1. Field of the Disclosure
The present disclosure relates generally to fuser control in an electrophotographic imaging device, and particularly to an apparatus and methods for more effectively and efficiently controlling the fuser assembly of an imaging device.
2. Description of the Related Art
Alternating current (AC) line voltage and power quality across the world are not always within listed specifications and often vary considerably. This can be due to problems and shortcomings with the power grid or even with the power distribution inside a building. The voltage or power quality variation has a substantial impact on the operation of electrophotographic printing devices, and particularly on fuser temperature control and printer performance because fuser heater power changes dramatically with AC line voltage variation. Fuser heater power variations have been seen to cause a number of problems. For instance, excessive fuser heater power increases the likelihood of cracking of the fuser heater in the belt fuser. Low fuser heater power often leads to insufficient fusing of toner to sheets of media because the fuser heater cannot maintain suitable fusing temperature for acceptable toner fusing. When fusing temperatures cannot be maintained during a printing operation, the printer may stop printing altogether and issue an error, often leading to a disruption in work by those needing timely printed material. Significant fuser heater power variation also makes it difficult to predict the amount of time needed for a fuser to be ready for performing fusing during a print operation. Inaccurate prediction of such “fuser ready time” may cause poor toner fusing because media sheets enter into the fuser nip of the fuser assembly too early or arrive too late, oftentimes leading to the imaging device flagging an error and stopping the print job before completion. Further, sizeable power variations make it difficult to achieve relatively tight temperature control of the fuser heater. Sizeable variation in fuser heater temperature during a print operation has been seen to cause hot offset in which toner is undesirably transferred to the belt of the fusing assembly when fusing temperatures are too high, resulting in the transferred toner transferring back to the media sheet one belt revolution later. Further, toner that is fused at elevated temperatures oftentimes does not have a shiny appearance.
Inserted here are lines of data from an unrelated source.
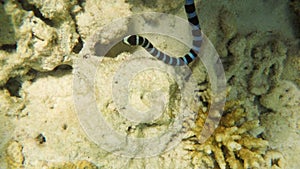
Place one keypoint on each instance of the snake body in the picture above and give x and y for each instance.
(137, 40)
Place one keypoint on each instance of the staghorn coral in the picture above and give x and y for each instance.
(231, 145)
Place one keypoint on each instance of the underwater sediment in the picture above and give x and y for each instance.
(259, 49)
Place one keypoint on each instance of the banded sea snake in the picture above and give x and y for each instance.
(136, 40)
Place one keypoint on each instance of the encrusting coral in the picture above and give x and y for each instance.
(231, 145)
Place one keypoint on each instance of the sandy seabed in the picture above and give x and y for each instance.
(41, 41)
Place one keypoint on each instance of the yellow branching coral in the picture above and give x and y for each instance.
(231, 145)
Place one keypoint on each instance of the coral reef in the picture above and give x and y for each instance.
(232, 145)
(41, 44)
(259, 131)
(284, 97)
(88, 21)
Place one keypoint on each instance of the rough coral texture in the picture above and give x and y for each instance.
(41, 44)
(39, 36)
(231, 145)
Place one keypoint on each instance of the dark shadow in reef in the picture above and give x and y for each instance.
(7, 32)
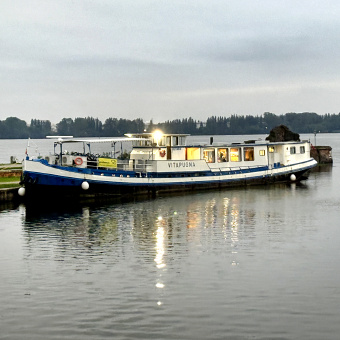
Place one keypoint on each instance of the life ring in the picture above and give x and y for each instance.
(78, 161)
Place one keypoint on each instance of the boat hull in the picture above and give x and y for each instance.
(43, 181)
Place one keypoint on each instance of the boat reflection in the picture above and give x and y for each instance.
(153, 229)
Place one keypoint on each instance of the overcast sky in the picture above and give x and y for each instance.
(161, 60)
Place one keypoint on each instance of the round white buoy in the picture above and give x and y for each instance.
(85, 185)
(22, 191)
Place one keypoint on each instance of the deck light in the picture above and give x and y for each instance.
(157, 135)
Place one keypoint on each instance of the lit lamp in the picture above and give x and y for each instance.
(157, 136)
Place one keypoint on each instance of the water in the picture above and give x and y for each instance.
(254, 263)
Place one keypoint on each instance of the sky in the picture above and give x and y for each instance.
(165, 60)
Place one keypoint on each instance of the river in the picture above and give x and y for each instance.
(249, 263)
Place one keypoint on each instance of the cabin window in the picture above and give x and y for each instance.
(193, 153)
(181, 140)
(235, 155)
(209, 155)
(248, 154)
(222, 155)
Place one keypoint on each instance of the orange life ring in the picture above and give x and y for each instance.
(78, 161)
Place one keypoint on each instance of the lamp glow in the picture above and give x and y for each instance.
(157, 135)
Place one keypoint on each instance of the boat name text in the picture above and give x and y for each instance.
(181, 164)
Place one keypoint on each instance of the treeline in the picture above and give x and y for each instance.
(306, 122)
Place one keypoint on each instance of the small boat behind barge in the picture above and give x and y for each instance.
(161, 163)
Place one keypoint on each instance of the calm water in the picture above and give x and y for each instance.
(256, 263)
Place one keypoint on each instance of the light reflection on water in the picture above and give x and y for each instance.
(241, 264)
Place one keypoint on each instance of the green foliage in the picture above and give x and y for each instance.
(305, 122)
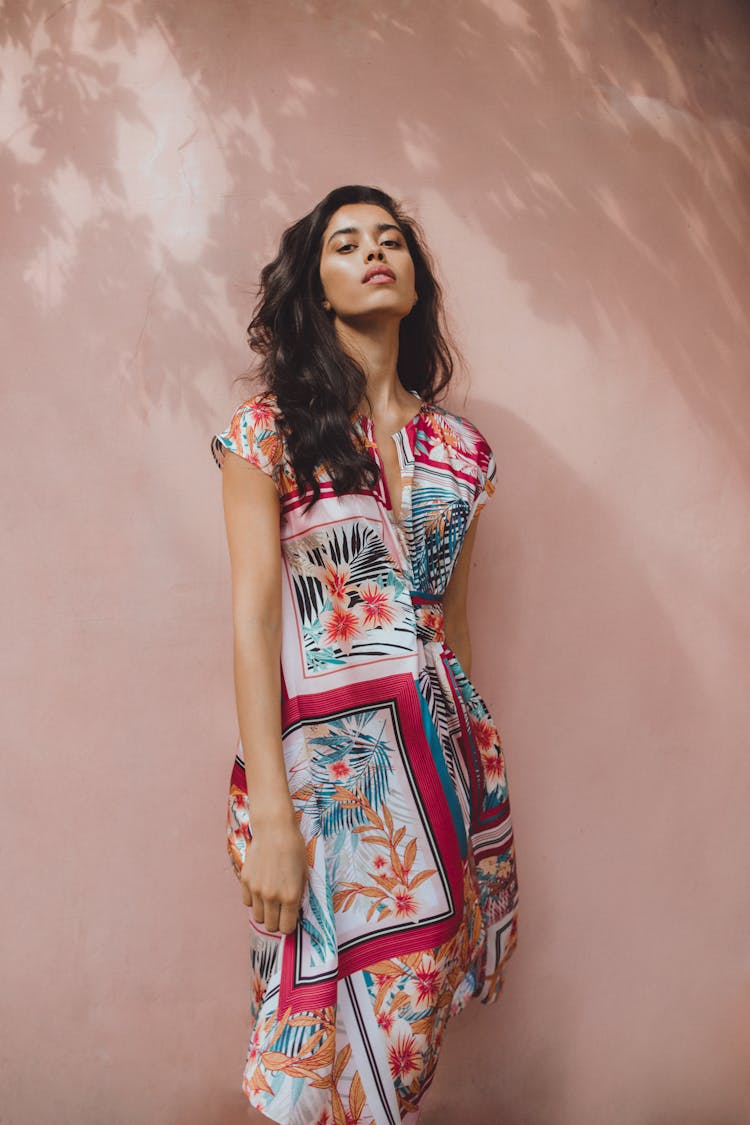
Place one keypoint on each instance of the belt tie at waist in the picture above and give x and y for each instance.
(428, 611)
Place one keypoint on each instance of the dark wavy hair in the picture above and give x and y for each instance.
(318, 387)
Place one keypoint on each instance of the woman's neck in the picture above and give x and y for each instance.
(377, 351)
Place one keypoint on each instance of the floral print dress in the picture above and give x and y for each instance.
(397, 776)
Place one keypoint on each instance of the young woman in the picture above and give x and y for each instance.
(369, 819)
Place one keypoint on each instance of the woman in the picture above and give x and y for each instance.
(381, 872)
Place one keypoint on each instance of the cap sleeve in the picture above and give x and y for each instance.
(253, 433)
(486, 475)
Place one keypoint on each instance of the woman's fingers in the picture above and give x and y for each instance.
(271, 916)
(288, 917)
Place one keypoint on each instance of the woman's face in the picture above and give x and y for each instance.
(366, 268)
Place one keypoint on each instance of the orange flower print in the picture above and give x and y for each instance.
(262, 413)
(403, 1058)
(431, 620)
(485, 734)
(377, 608)
(425, 986)
(339, 770)
(341, 627)
(493, 764)
(405, 901)
(335, 581)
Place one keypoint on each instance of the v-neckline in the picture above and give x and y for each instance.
(415, 417)
(398, 519)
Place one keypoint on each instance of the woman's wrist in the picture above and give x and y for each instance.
(271, 809)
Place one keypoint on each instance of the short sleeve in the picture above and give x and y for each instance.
(486, 475)
(253, 433)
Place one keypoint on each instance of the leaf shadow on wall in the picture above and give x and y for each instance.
(480, 106)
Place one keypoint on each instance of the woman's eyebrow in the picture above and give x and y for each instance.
(354, 230)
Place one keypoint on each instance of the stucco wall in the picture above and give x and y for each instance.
(581, 170)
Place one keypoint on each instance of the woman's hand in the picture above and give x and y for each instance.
(273, 875)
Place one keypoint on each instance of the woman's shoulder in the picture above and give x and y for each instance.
(254, 433)
(460, 435)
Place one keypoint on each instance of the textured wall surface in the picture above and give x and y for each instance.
(583, 172)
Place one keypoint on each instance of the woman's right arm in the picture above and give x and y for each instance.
(274, 870)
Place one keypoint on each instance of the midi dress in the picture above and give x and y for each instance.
(398, 781)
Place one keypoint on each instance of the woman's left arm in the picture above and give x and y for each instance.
(454, 602)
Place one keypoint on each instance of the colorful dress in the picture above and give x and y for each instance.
(397, 776)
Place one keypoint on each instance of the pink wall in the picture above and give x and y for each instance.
(581, 168)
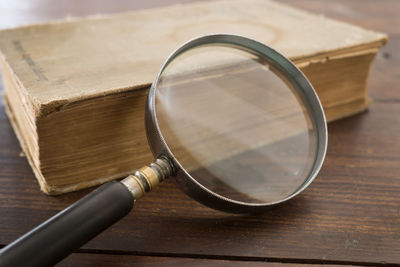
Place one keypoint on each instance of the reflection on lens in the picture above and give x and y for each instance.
(235, 124)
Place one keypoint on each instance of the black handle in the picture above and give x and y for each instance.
(59, 236)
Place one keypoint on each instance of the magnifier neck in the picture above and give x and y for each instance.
(148, 177)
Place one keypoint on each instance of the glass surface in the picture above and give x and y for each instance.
(235, 124)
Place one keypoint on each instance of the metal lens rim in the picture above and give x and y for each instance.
(289, 70)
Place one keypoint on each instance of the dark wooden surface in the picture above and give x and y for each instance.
(349, 215)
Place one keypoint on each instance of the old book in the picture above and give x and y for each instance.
(75, 90)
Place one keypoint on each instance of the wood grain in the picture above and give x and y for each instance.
(349, 215)
(85, 259)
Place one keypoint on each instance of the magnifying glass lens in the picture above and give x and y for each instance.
(235, 124)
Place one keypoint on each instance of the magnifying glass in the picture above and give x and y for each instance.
(236, 124)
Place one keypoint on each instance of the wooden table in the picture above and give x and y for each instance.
(350, 215)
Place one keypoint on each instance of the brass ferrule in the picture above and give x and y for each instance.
(147, 178)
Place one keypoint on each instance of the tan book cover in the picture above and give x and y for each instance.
(75, 90)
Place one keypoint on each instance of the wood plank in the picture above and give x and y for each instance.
(349, 214)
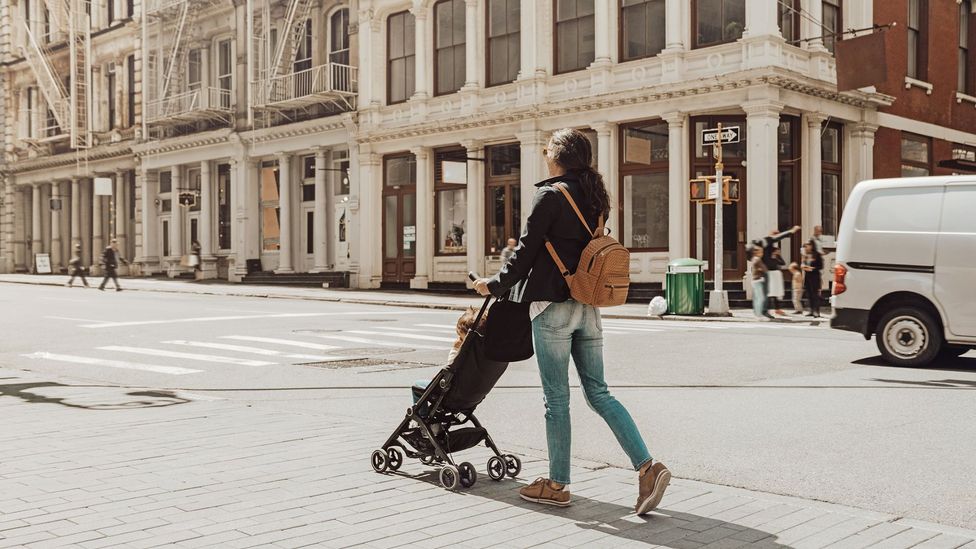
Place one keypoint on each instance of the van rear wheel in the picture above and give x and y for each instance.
(908, 336)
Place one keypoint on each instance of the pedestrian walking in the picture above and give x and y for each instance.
(509, 250)
(110, 262)
(759, 280)
(768, 244)
(812, 265)
(195, 259)
(76, 268)
(563, 327)
(796, 276)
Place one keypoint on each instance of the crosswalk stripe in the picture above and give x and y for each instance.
(286, 342)
(247, 349)
(186, 356)
(404, 336)
(172, 370)
(366, 341)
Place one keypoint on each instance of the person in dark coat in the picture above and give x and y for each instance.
(812, 267)
(76, 268)
(110, 262)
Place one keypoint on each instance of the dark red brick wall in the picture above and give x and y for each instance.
(940, 107)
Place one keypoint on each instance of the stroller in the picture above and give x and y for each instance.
(437, 424)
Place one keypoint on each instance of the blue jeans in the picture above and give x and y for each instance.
(573, 329)
(759, 298)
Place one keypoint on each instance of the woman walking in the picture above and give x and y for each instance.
(812, 265)
(562, 327)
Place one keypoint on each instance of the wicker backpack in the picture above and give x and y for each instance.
(602, 277)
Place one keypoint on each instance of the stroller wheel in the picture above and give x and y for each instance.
(394, 458)
(513, 465)
(496, 468)
(468, 474)
(379, 461)
(449, 477)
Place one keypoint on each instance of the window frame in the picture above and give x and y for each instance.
(488, 37)
(512, 185)
(439, 187)
(907, 136)
(625, 169)
(694, 28)
(922, 39)
(555, 39)
(836, 169)
(435, 50)
(389, 60)
(620, 34)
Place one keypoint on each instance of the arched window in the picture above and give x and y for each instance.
(339, 37)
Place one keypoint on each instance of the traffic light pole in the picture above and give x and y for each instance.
(718, 299)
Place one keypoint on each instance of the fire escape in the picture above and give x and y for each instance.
(282, 82)
(68, 100)
(172, 100)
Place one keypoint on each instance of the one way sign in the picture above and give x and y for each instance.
(728, 135)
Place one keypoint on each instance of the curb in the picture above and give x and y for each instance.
(406, 304)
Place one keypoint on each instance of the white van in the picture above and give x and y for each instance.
(906, 267)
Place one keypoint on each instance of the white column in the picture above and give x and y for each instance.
(36, 231)
(424, 260)
(475, 215)
(862, 145)
(813, 25)
(678, 204)
(321, 223)
(471, 43)
(607, 166)
(420, 12)
(603, 28)
(176, 218)
(814, 178)
(207, 211)
(761, 19)
(674, 26)
(75, 213)
(55, 249)
(284, 205)
(122, 210)
(762, 121)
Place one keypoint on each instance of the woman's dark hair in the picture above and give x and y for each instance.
(572, 151)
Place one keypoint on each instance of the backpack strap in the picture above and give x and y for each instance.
(562, 188)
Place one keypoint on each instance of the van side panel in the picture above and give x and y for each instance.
(955, 266)
(897, 227)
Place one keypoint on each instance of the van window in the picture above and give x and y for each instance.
(959, 212)
(901, 210)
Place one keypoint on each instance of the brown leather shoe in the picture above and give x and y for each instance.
(542, 491)
(653, 483)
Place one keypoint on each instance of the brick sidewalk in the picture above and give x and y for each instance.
(95, 466)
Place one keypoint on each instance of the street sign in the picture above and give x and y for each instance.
(188, 199)
(728, 135)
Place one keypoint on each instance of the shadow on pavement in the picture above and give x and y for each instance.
(28, 392)
(659, 528)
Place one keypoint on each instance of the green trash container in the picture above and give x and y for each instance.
(685, 287)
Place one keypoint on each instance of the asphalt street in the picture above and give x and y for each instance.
(786, 408)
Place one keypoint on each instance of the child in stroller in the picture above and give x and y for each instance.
(436, 425)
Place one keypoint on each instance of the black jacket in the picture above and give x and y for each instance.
(531, 274)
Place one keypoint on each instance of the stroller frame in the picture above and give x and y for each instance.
(430, 438)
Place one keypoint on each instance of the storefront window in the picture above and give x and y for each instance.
(719, 21)
(644, 185)
(831, 189)
(503, 196)
(451, 204)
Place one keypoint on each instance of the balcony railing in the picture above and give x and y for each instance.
(188, 107)
(329, 83)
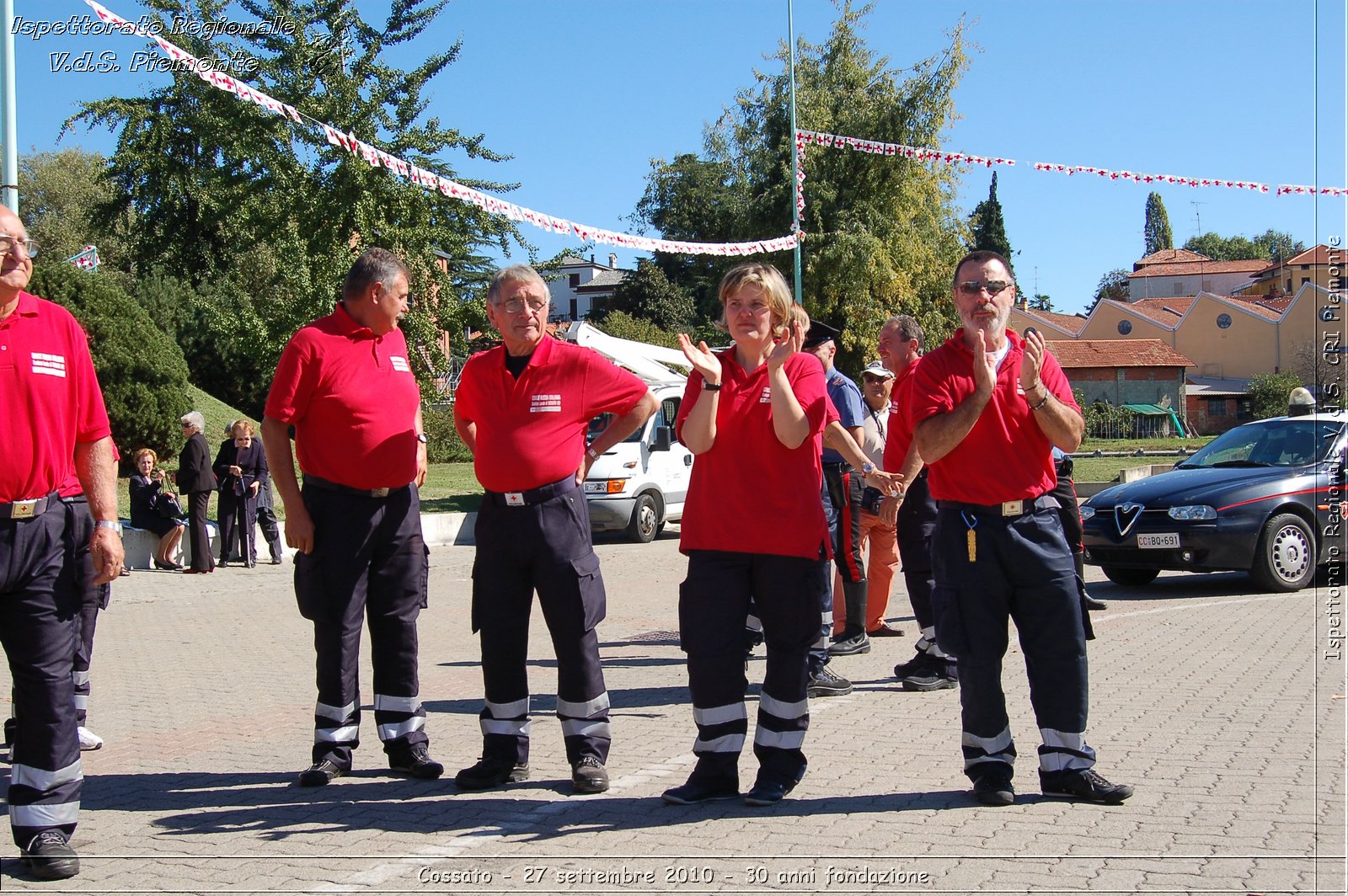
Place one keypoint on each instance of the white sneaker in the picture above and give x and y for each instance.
(88, 740)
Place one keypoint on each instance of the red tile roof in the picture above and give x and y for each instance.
(1078, 354)
(1170, 256)
(1251, 266)
(1071, 323)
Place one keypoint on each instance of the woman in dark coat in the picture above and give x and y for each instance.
(197, 483)
(240, 467)
(146, 502)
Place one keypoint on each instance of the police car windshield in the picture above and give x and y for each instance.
(1280, 442)
(600, 424)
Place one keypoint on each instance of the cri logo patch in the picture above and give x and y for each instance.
(1126, 516)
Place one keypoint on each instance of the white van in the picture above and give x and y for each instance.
(640, 483)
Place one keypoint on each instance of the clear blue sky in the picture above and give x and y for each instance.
(583, 93)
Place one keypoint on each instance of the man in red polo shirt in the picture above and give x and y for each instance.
(523, 410)
(345, 384)
(56, 430)
(987, 408)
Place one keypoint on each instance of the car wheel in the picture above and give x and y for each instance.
(646, 519)
(1285, 559)
(1129, 576)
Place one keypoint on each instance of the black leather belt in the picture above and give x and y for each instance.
(347, 489)
(1006, 509)
(27, 509)
(532, 496)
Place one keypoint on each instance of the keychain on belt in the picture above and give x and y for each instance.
(972, 522)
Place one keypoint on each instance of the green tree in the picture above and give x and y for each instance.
(1273, 246)
(649, 296)
(1269, 392)
(142, 372)
(882, 233)
(58, 193)
(987, 227)
(262, 217)
(1156, 229)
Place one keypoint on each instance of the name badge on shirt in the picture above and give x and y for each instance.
(49, 364)
(545, 404)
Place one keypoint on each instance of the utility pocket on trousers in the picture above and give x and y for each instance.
(949, 623)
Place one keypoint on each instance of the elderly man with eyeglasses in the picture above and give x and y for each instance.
(56, 431)
(523, 408)
(987, 408)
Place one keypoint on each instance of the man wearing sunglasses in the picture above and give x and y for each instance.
(987, 410)
(56, 431)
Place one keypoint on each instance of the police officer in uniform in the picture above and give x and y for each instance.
(987, 410)
(523, 408)
(56, 428)
(345, 384)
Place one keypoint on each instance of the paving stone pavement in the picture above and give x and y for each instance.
(1215, 702)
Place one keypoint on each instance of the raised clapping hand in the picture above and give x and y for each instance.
(789, 345)
(701, 357)
(1031, 361)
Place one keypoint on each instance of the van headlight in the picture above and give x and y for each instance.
(1193, 512)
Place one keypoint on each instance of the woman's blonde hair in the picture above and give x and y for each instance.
(766, 278)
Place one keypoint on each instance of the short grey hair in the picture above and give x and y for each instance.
(516, 274)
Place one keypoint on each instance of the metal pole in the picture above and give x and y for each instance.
(8, 132)
(795, 159)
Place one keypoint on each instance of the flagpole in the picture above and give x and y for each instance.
(795, 157)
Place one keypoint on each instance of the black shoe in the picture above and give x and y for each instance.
(1084, 785)
(51, 857)
(828, 685)
(491, 772)
(701, 792)
(994, 786)
(590, 775)
(939, 675)
(918, 662)
(768, 792)
(320, 774)
(849, 644)
(415, 761)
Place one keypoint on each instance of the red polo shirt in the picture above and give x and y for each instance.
(352, 399)
(1006, 456)
(750, 492)
(49, 397)
(532, 430)
(898, 438)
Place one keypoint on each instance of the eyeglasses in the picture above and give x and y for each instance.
(516, 307)
(972, 287)
(8, 243)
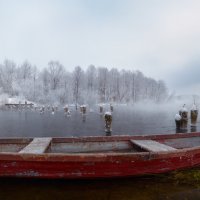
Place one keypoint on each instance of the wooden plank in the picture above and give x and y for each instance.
(152, 146)
(37, 146)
Still further, fusing toner at elevated temperatures can result in media sheets undesirably wrapping around the belt of the fuser assembly instead of exiting therefrom, thereby leading to a media jam condition and a further disruption in printing.
To address the above challenges, some existing imaging devices use the time it takes for a fuser heater to be warmed to fusing temperatures to predict the AC line voltage. However, such predictions are often inaccurate due to the fuser heater warm up time being influenced by other factors such as variation of initial fuser heater temperature prior to fuser heater warm up, fuser heater resistance distribution, variation in fuser heater thickness, the operation of the thermistor which is secured to the fuser heater, and the contact between the thermistor and fuser heater.
Further, existing algorithms for checking excessive fuser heater power are often executed only when the fuser heater temperature is very low, such as less than 50 degrees C. during power up of the imaging device or when the imaging device wakes up and/or exits from a sleep mode of operation.